You can use FullTextField to define a text field with full-text search enabled. The fts_parser parameter in Python corresponds to the WITH PARSER clause in SQL.

For example, the following code creates a table with a full-text index on the title column:

from pytidb.schema import TableModel, Field, FullTextField

class Item(TableModel):
    __tablename__ = "items"
    id: int = Field(primary_key=True)
    title: str = FullTextField(fts_parser="MULTILINGUAL")

table = client.create_table(schema=Item, mode="overwrite")

The fts_parser parameter specifies the parser for the full-text index.
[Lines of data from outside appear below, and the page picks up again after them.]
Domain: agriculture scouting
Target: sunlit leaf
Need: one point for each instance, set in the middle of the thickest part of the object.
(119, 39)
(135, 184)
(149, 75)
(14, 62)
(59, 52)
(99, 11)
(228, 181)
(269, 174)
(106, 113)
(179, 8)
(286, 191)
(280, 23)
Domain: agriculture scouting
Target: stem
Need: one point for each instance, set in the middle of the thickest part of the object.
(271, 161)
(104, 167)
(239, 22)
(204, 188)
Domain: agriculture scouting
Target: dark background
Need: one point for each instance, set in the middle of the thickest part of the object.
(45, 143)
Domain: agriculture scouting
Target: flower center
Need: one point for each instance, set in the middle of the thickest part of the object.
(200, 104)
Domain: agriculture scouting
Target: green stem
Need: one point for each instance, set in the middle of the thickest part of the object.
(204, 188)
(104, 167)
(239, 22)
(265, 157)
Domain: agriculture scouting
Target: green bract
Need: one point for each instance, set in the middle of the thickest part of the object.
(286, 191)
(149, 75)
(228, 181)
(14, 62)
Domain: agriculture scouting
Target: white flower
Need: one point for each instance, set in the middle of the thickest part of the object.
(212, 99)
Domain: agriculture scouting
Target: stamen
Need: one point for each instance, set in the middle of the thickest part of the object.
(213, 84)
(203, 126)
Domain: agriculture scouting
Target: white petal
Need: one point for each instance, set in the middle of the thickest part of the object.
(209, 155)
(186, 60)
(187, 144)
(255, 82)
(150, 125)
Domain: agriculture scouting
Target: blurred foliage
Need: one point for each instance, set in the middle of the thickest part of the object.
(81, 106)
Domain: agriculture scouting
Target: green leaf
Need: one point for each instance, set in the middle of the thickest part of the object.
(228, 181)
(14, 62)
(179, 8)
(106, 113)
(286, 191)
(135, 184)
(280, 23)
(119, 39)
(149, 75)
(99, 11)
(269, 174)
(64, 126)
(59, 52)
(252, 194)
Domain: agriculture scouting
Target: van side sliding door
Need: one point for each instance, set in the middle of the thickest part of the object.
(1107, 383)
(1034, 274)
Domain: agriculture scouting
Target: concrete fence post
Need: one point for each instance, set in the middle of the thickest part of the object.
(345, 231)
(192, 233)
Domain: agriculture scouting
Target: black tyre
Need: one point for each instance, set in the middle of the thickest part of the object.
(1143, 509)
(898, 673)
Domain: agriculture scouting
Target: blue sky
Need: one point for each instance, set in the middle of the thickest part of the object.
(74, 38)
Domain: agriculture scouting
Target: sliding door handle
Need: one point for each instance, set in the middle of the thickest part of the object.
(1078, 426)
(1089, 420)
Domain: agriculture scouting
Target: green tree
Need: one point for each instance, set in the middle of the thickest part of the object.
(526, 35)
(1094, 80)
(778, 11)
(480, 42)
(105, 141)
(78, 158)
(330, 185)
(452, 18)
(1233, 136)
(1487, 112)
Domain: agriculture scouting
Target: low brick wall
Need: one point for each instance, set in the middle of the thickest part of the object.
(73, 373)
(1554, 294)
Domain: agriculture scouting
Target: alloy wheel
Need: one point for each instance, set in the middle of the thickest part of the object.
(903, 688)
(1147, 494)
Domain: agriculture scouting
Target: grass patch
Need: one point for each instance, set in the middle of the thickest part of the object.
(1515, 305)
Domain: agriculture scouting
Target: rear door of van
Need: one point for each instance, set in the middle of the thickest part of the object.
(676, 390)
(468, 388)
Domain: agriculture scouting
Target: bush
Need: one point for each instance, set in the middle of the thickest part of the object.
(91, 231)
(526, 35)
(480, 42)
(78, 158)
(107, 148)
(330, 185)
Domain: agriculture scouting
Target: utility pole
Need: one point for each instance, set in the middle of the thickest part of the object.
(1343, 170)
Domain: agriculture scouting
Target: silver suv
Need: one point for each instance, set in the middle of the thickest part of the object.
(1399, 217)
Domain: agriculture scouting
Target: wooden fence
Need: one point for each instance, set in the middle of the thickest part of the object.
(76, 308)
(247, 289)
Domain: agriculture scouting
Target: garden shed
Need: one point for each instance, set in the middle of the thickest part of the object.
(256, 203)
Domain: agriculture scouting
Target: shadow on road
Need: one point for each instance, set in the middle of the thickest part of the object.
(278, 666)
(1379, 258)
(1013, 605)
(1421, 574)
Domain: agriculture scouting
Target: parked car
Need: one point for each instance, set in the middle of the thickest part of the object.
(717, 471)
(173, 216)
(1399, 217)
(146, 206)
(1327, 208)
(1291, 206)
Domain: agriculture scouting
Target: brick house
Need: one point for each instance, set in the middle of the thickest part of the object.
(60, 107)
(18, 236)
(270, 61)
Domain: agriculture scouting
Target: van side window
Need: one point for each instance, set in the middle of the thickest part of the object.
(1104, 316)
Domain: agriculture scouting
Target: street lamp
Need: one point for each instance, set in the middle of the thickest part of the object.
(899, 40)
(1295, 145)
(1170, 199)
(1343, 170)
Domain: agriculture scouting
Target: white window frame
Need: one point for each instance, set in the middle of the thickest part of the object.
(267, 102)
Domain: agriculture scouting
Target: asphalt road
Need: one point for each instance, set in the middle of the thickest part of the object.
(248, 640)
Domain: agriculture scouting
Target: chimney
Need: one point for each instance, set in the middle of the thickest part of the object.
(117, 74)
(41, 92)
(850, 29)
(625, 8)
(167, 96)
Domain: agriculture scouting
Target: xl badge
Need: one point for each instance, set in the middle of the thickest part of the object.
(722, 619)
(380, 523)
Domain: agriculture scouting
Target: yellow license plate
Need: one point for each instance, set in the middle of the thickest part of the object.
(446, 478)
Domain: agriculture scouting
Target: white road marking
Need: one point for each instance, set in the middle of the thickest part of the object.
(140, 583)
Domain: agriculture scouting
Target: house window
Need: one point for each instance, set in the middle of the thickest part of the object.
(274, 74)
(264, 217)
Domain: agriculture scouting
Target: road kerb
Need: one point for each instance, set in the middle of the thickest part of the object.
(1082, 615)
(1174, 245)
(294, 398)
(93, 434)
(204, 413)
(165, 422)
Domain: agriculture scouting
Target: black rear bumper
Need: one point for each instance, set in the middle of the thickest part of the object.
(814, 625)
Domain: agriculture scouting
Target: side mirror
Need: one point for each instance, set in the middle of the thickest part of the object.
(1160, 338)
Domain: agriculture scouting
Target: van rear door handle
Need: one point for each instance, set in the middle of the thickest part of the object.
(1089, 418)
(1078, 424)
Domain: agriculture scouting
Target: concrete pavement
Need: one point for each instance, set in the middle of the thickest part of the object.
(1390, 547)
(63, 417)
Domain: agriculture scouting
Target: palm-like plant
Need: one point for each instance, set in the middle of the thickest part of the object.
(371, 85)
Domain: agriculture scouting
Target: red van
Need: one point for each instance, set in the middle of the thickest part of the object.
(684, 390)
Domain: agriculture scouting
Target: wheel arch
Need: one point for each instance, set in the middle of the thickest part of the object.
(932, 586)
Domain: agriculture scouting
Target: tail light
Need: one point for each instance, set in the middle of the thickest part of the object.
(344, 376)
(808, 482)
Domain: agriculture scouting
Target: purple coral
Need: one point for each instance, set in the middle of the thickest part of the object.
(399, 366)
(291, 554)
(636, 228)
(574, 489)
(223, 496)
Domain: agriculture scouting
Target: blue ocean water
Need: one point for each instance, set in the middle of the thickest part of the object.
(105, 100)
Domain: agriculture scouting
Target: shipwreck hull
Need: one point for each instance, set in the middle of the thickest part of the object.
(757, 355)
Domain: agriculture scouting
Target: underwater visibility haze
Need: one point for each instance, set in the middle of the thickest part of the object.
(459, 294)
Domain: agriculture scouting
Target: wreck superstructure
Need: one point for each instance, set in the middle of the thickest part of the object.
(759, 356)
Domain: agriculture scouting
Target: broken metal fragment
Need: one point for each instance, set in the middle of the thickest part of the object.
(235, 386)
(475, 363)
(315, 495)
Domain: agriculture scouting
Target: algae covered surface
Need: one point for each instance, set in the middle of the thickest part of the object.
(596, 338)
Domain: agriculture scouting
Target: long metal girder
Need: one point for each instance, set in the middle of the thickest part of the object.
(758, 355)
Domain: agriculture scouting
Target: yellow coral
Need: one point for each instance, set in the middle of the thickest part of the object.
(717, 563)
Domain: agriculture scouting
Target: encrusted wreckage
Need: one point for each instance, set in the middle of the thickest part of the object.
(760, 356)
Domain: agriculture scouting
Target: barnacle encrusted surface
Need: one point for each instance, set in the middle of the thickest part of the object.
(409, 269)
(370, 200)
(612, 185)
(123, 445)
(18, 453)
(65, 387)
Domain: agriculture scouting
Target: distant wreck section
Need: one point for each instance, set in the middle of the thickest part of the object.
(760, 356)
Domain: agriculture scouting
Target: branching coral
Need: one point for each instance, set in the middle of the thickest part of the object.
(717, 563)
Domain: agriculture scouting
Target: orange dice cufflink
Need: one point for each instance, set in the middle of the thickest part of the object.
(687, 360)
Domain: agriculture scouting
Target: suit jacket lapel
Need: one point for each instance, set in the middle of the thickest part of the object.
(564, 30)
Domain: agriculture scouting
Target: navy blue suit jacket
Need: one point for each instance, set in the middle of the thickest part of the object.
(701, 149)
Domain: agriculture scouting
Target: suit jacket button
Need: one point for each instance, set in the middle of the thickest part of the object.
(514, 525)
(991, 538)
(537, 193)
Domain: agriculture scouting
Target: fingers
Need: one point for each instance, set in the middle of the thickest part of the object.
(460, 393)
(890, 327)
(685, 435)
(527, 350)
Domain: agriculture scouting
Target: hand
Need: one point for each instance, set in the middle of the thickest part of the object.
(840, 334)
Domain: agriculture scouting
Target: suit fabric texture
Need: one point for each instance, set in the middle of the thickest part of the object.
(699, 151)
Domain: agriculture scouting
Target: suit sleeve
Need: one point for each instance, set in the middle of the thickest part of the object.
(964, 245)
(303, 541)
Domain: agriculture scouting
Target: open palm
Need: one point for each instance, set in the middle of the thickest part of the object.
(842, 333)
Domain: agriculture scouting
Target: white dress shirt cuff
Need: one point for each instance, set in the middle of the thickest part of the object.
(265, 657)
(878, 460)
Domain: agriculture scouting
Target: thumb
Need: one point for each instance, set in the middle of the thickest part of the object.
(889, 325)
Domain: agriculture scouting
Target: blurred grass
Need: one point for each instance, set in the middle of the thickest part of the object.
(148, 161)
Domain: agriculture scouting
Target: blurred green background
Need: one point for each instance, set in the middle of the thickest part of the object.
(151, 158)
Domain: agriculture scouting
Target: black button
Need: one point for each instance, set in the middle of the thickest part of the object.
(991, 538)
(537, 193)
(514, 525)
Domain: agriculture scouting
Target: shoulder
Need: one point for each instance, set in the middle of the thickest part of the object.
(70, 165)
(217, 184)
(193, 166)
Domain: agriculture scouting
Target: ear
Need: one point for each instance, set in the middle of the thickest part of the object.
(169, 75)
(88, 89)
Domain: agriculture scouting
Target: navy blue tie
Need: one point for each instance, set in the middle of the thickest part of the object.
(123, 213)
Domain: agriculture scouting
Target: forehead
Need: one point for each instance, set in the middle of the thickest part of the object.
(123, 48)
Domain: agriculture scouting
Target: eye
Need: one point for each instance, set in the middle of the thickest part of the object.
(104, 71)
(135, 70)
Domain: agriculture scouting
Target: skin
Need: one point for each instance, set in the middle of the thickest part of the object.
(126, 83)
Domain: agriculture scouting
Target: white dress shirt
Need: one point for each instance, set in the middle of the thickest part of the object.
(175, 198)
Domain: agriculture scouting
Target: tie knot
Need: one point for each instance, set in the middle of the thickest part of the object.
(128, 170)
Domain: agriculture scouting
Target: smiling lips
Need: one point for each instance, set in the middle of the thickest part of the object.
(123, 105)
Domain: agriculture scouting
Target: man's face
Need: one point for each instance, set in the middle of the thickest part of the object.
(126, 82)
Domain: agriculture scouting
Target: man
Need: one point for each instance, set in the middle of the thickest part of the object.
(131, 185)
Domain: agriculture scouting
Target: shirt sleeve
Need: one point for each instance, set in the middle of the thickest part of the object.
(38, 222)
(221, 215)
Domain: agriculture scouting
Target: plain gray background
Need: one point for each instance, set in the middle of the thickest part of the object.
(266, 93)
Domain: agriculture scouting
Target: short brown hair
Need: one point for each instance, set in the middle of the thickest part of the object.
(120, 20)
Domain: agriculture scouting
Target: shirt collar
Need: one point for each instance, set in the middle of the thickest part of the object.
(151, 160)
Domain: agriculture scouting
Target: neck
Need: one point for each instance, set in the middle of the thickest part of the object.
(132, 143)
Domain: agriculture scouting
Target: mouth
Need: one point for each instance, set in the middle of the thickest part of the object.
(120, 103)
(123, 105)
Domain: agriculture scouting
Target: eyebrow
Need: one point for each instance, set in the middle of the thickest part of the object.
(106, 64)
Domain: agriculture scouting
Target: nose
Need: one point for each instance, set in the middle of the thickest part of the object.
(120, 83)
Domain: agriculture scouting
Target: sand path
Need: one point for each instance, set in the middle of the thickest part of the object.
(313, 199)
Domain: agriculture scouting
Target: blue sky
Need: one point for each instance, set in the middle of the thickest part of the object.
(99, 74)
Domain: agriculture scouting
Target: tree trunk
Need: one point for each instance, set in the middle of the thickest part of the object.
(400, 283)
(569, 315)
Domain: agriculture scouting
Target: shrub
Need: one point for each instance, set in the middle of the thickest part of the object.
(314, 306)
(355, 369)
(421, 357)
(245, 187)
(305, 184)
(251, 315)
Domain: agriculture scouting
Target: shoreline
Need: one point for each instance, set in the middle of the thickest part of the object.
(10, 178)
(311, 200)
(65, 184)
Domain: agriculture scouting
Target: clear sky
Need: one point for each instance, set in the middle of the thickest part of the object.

Supported values:

  • STANDARD: Fast, works for English content, splits words by spaces and punctuation.
  • MULTILINGUAL (default): Supports multiple languages, including English, Chinese, Japanese, and Korean.

Create a table with a full-text index:

CREATE TABLE items(
    id INT PRIMARY KEY,
    title TEXT,
    FULLTEXT INDEX (title) WITH PARSER MULTILINGUAL
);

You can also add a full-text index to an existing table with a separate statement:

CREATE TABLE items(
    id INT PRIMARY KEY,
    title TEXT
);

ALTER TABLE items ADD FULLTEXT INDEX (title)
WITH PARSER MULTILINGUAL ADD_COLUMNAR_REPLICA_ON_DEMAND;

The following parsers are supported in the WITH PARSER <PARSER_NAME> clause:

  • STANDARD: Fast, works for English content, splits words by spaces and punctuation.
  • MULTILINGUAL: Supports multiple languages, including English, Chinese, Japanese, and Korean.

Step 2. Insert Sample Data

For demonstration purposes, the following sample data covers English, Japanese, and Chinese text.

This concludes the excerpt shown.